I’m thinking about it
Posted September 4, 2016on:
I was just trying to read a YA novel my daughter got from the library a while back, far enough that I have overdue fees and one renewal on the damn thing, and tripped over yet another thing that really bothers me but not so much that I’ll necessarily pull up a computer and start ranting about it. I actually see it quite often, and it almost always puts me off reading the rest of the book. ‘It’ in this case is the use of internal monologue as a substitute for expository prose.
(Hmm, that’s weird. When I wrote ‘monolog’ the stupid spellchecker prompted me to write ‘monologue’, but when I wrote ‘dialog’ it didn’t prompt me to change anything. Stupid spellchecker.)
As anyone who’s read my posts knows, and hi, whichever one of you that is, I really don’t like expository prose. Expository prose, in a third-person POV context, is the author telling me what everything looks like in some static, how-clever-am-I sort of way, or at least it feels that way to me. Even leaving aside the imagined self-congratulation, it’s still static, a description of what the world looks like before some character comes along to muck it all up, and I don’t really care about any of that. Stories are characters in motion, and I care about what the character currently moving is currently moving through, which isn’t what expository prose describes. Since the character doesn’t see the state of the room before he enters it, I don’t want to know about it either, and I certainly don’t want to know about from the author. If and when the character sees the room, I want to know about it from the character, I want to know what he is seeing, not necessarily what’s there. (This is related to something known in philosophical circles as the noumenon-phenomenon distinction, a distinction between the thing-in-itself versus the thing as it is perceived by anybody. )
Another way to deal with this is to skip out on the third-person POV entirely and use a first-person POV instead. At first blush this looks like an ideal solution, as everything in the story is or should be described as the character is encountering it. This is where I had my little problem with the book I was reading. When writing in a first-person way, a person travelling alone would be perceiving and thinking instead of talking, and thought is a very tricky thing to render. In a first-person story, the character is both narrating and participating in the story. Narrative thought should be kept very distinct from real thought. Narrative thought is the character describing the scene as objectively as possible, as if they were the author. As long as the character is doing things they’ve never done before, or talking to people other than themselves, this is fine. But when this is not the case, I often see this problem.

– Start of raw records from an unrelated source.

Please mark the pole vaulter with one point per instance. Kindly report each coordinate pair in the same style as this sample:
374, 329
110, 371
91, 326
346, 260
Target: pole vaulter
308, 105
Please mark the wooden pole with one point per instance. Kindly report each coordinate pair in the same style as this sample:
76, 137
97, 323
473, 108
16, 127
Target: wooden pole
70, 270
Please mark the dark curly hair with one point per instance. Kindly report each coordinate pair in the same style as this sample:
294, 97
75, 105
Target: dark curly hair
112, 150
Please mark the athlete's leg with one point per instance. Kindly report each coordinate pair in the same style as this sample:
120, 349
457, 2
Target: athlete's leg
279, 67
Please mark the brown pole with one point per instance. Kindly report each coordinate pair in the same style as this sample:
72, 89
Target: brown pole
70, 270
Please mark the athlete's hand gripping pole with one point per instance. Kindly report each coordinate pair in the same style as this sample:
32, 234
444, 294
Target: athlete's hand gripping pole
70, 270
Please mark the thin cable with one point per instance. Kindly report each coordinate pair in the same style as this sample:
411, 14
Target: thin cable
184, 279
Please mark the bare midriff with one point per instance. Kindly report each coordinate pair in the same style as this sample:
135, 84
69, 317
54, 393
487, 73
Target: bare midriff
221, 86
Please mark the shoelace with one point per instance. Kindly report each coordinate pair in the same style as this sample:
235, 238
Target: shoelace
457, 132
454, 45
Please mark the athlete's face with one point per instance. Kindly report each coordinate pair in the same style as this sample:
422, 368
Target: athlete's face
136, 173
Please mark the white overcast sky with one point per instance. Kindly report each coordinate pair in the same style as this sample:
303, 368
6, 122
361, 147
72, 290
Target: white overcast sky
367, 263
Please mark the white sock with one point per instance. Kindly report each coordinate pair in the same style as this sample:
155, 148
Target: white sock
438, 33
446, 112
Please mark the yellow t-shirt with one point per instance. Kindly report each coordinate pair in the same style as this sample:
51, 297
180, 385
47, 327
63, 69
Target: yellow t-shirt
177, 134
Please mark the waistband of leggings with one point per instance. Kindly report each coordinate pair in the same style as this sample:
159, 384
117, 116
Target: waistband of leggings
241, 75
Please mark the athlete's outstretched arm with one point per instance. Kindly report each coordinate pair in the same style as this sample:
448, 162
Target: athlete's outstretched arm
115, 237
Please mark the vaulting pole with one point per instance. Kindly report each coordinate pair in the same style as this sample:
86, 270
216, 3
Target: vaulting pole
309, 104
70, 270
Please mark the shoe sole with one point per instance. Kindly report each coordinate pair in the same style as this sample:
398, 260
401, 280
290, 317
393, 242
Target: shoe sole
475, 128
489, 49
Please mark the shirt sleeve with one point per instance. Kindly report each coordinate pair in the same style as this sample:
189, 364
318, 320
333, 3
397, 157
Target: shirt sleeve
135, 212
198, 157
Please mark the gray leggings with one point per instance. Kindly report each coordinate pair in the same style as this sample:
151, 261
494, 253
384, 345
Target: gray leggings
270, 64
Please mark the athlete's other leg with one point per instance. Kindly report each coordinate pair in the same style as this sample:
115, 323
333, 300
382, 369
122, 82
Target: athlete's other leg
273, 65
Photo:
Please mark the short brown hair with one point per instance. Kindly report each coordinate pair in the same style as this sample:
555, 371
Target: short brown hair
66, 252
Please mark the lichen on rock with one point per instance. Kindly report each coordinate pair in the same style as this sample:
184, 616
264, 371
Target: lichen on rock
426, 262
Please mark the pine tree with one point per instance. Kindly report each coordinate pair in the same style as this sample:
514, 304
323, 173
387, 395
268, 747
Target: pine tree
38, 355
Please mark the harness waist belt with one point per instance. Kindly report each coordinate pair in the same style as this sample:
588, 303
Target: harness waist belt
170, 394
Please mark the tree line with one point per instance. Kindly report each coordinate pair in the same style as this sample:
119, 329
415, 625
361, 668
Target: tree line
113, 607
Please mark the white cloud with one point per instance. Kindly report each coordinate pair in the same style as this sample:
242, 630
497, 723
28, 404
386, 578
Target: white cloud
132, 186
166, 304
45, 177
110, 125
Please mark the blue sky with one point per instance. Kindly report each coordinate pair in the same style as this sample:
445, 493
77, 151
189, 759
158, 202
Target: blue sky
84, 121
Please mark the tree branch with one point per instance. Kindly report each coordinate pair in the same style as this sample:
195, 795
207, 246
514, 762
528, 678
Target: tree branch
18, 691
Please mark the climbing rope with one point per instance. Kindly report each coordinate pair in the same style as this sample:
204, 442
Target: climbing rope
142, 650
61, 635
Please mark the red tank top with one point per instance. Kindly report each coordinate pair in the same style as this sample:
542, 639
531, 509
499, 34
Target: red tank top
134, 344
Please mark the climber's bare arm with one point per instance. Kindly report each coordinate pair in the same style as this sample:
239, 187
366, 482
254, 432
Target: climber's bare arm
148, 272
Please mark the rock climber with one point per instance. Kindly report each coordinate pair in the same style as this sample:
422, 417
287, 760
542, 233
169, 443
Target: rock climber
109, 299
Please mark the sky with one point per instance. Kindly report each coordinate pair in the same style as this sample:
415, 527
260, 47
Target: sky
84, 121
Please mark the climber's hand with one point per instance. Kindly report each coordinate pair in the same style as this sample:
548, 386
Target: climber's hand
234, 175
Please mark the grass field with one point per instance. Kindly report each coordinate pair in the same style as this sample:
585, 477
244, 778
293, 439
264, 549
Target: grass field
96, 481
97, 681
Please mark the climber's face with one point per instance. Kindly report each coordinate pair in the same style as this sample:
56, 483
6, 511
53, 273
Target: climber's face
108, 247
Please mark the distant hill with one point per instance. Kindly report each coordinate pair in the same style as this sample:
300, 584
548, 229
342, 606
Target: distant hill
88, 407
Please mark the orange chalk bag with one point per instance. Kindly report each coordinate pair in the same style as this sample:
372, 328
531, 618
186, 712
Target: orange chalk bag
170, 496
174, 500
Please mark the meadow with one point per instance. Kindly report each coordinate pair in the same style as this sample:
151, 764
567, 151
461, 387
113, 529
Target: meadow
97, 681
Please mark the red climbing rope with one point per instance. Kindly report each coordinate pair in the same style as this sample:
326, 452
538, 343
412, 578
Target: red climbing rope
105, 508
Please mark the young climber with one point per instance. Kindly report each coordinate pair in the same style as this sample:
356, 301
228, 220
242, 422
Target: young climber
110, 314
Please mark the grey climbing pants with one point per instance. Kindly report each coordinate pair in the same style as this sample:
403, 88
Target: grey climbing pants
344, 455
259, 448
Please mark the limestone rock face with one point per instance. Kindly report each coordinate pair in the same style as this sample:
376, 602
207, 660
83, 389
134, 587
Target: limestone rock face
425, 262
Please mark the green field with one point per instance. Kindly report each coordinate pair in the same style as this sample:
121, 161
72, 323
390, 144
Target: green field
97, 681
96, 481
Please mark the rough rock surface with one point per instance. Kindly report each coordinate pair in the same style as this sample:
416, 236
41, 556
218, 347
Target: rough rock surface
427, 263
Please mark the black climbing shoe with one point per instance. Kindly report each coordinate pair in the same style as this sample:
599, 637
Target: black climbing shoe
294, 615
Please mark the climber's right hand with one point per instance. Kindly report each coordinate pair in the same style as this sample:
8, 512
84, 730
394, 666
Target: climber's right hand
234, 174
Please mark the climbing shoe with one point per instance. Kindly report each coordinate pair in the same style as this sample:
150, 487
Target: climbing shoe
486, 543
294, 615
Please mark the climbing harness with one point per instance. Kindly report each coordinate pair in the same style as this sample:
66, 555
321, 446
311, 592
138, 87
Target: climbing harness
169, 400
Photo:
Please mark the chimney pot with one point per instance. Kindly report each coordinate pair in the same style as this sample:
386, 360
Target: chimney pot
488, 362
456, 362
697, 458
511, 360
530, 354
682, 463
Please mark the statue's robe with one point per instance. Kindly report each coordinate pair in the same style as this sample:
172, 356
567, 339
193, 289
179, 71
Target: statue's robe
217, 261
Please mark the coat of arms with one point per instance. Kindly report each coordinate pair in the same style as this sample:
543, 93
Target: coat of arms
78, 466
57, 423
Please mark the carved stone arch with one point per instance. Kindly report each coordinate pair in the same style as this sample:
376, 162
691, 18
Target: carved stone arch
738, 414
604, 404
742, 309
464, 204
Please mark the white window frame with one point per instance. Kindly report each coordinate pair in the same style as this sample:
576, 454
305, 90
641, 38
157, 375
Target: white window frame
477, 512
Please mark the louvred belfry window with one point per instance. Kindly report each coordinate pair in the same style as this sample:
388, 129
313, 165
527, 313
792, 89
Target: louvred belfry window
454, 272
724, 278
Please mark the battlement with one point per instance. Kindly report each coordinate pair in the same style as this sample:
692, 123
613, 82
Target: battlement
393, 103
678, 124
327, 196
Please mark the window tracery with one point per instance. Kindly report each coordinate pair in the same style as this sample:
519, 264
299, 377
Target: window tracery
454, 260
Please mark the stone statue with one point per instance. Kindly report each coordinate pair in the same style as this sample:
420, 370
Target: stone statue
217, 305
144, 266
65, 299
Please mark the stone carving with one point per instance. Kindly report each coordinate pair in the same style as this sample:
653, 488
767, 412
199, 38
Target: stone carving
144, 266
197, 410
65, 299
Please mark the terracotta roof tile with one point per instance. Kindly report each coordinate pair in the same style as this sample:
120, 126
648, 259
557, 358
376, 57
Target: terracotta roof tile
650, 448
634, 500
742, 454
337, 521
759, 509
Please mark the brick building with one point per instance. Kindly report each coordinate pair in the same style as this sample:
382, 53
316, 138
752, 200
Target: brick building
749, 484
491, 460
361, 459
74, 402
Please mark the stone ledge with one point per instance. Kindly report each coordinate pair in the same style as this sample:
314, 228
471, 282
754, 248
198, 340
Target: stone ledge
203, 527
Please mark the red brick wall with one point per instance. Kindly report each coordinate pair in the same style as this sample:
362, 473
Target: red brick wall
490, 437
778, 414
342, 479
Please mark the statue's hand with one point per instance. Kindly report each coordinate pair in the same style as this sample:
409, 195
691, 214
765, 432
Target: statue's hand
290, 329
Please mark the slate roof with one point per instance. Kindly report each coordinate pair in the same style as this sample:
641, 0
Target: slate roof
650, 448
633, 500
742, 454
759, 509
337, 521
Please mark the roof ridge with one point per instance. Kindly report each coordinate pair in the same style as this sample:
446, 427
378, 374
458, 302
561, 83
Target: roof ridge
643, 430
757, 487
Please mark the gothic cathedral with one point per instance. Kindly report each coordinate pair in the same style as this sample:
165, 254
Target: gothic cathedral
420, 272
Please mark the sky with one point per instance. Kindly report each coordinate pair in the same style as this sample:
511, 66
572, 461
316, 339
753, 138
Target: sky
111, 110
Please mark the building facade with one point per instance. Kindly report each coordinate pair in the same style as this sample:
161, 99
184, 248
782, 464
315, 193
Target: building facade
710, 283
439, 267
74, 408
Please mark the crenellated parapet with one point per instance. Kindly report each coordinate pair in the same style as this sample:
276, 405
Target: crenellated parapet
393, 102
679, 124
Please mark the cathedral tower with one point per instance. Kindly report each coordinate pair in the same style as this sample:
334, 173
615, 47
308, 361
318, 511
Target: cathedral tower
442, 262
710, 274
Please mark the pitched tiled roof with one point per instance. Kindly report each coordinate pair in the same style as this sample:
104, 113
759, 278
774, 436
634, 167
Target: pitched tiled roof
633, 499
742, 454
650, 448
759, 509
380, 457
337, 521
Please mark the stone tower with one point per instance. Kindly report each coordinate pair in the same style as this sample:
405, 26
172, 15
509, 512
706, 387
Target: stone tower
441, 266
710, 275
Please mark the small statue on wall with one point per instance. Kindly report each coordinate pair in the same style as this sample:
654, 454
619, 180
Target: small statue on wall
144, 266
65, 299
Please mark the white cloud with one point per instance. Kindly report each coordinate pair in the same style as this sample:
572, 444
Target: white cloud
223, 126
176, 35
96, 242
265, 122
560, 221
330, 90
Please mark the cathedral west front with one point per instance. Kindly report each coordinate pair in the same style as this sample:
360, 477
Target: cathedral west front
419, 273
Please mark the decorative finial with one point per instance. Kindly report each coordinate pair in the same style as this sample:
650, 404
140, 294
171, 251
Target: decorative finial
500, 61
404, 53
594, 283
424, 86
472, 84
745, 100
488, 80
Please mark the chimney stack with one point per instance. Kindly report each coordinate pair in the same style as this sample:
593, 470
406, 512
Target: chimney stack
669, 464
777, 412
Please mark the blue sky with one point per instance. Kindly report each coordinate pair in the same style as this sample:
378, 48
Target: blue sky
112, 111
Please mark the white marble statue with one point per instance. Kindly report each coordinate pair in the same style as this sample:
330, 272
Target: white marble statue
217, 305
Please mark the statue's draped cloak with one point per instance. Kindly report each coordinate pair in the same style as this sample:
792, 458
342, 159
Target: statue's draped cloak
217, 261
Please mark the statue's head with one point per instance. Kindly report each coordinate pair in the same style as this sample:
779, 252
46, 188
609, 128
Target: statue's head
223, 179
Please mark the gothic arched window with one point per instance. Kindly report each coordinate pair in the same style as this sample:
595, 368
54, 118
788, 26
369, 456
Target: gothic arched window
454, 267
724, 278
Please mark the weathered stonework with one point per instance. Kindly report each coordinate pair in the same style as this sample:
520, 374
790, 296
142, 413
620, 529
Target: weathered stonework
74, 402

Most people treat thought like speech no one hears, but that’s a mistake. Speech is a string of words for people who aren’t the speaker. Thought is direct. If I was writing a first-person story I’d be going from perception to reaction with barely a growl or a hmm to indicate whatever cogitation is needed. Putting thoughts into words is a lot of work, and no one goes to that much work when no one will hear it. Okay, maybe someone does habitually go to the trouble of putting their thoughts into words (who isn’t an author), but it feels very phony and artificial to me, i.e., like narrative thought. It gets even worse when it gets done for paragraphs at a time, since those paragraphs would likely be written in italics and who wants to read paragraphs of that?
There are ways to get around this issue in a third-person POV story. My personal favorite is to do all the description of the setting phenomenally, which in this case means ‘as the character perceives it’. (I also try to do it very well.) There may be a rosebush by the door, or seventeen panes of glass in his window, but psychologically normal people don’t notice those things after a while. They notice them when it matters, such as when the rose is in bloom and the scent is forcing its way into your nose, or when they’ve been kidnapped and put into a room that looks just like theirs except for the eighteen panes of glass, and something doesn’t feel quite right…So when I write a story, I write what my characters perceive, which is like seeing but it’s really seeing what they care about and not seeing the rest. The words I use are the words they use, so a person from a landlocked culture won’t use nautical terms or idioms casually, unless he goes to someplace nautical, and the change in his word choice would indicate a change in him. The story is about him, and the setting is part of the story.